I use scikit-learn in Python to run RandomForestClassifier(). Because I want to visualize Random Forests to realize the correlation between different features, I use export_graphviz() to achieve this goal.
estimator1 = best_model1.estimators_[0]
from sklearn.tree import export_graphviz
export_graphviz(estimator1,
'tree_from_optimized_forest.dot',
rounded = True,
feature_names=X_train.columns,
class_names = ["No", "Yes"],
filled = True)
from subprocess import call
call(['dot', '-Tpng', 'tree_from_optimized_forest.dot', '-o', 'tree_from_optimized_forest.png', '-Gdpi=200'])
from IPython.display import Image
Image('tree_from_optimized_forest.png', "w")
However, unlike Decision Tree, Random Forests will produce many trees, which are depended on the number of n_estimators in RandomForestClassifier().
best_model1 = RandomForestClassifier(n_estimators= 100,
criterion='gini',
random_state= 42,
)
Besides, because DecisionTreeClassifier() uses all the samples to produce just one tree, we can explain directly the results on this single tree.
In opposite, Random Forests is trained to make several different trees, then voting inside these trees to decide the result.
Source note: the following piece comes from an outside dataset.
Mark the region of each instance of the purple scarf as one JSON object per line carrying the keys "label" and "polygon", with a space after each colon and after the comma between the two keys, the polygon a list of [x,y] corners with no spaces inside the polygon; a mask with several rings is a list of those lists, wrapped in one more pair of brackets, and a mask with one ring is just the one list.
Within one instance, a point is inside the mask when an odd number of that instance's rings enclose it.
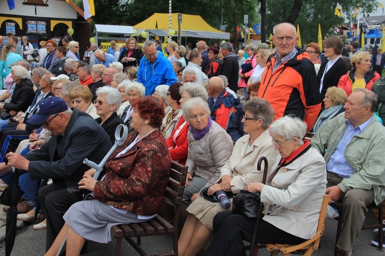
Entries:
{"label": "purple scarf", "polygon": [[209,116],[207,125],[206,125],[206,127],[203,128],[203,129],[201,131],[197,131],[196,130],[192,128],[192,126],[191,126],[191,124],[190,124],[188,130],[190,132],[192,133],[192,135],[194,136],[194,139],[195,140],[198,140],[202,139],[202,138],[203,138],[203,137],[205,136],[206,133],[207,133],[208,130],[210,130],[210,127],[211,127],[211,124],[212,122],[213,121],[211,120],[211,118]]}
In addition, the content of these trees are different because Random Forests has the methods of Bootstrap, Bagging, Out-of-bag...and so on.
Therefore, I want to ask that if I only visualize one of trees from the result of RandomForestClassifier(), whether this tree has a certain reference value?
Can I directly explain the content of this tree as the analysis result of whole data? if not, whether DecisionTreeClassifier() is the only way to analyze the correlation between features through visualized image?
Thanks a lot!!